2. It is the desk that is uncomfortable.
3. It is frequently thought that Hamlet is Shakespeare’s most puzzling play.
4. From field observations, it was shown that virtually all tagged individuals remained in their original home ranges.
Employ parallelism of various kinds, and listen for it in your prose:
1. Shakespeare wrote comedies, tragedies, romances, and the plays based on historical figures.
2. Jane Eyre wants financial independence and to find love.
3. Vasu not only broke Indian traditions, but also was destroying Nataraj’s life.
4. In The Collected Works of Billy the Kid, we empathize with Billy the Kid, more than Pat Garrett.
5. Andrew believes that Jerry Bines is innocent, and Vera’s book does not characterize Jerry properly.
Combine choppy sentences: coordinate ideas to which you want to give equal emphasis; subordinate ideas to which you do not.
1. The Book of Ruth was probably written in the fifth century B.C. It was a time when women were considered the property of men.
2. Medical researchers have long been seeking a cure for a disease.

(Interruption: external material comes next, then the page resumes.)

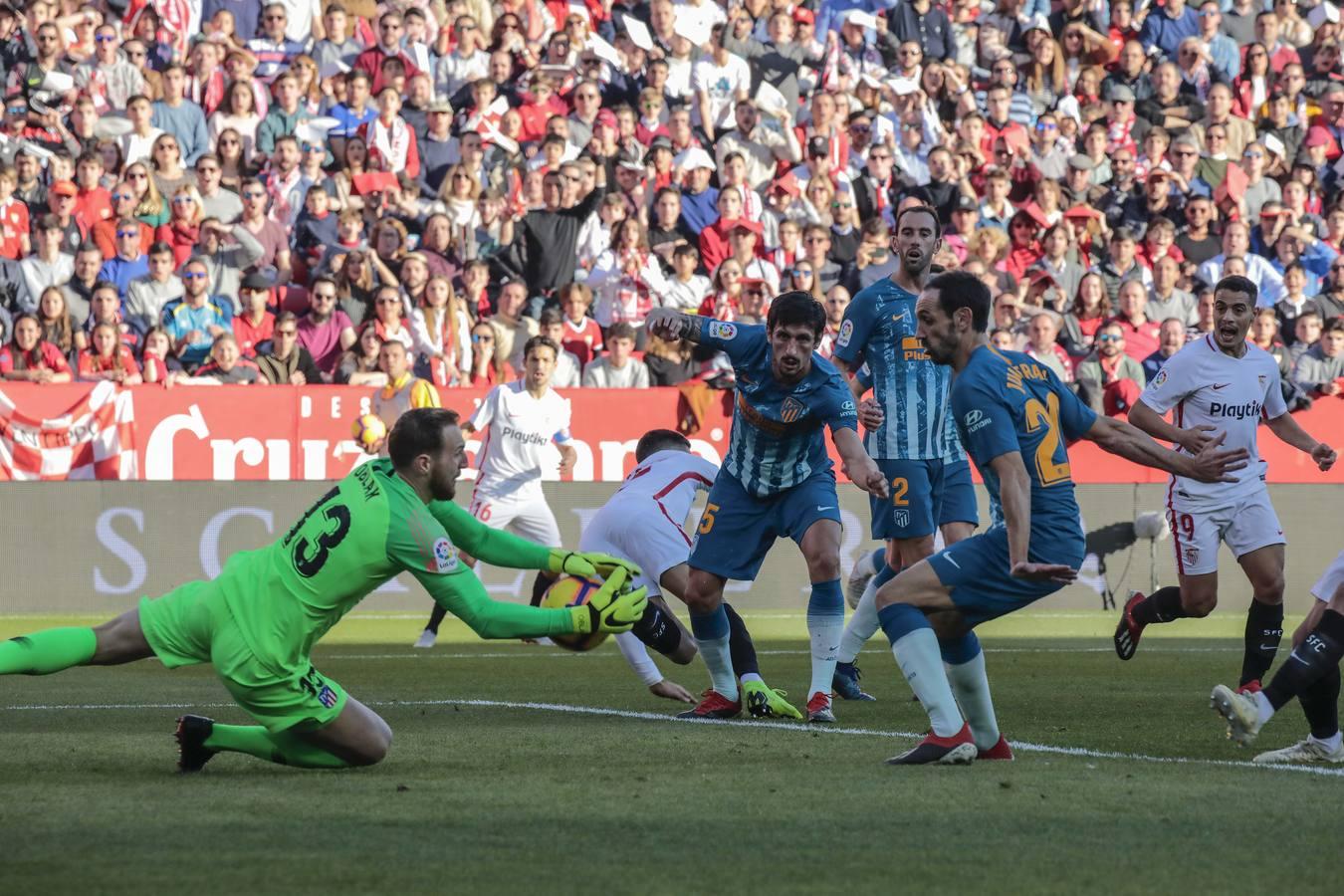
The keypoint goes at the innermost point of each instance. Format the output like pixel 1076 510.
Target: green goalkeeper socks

The disease takes thousands of lives every year.
3. The image of the clock is the first image of the film. It fills the screen. The time clock is also prominent. It is another version of a clock. The workers’ time is carefully recorded. The speed of the assembly line is related to the time of the day. Everything stops when the factory whistle blows.
4. John Isidore is known as a special, and he is the most empathic character in the novel.
5. The Little Tramp tries to tighten all the bolts, and ends up being swallowed by the machine.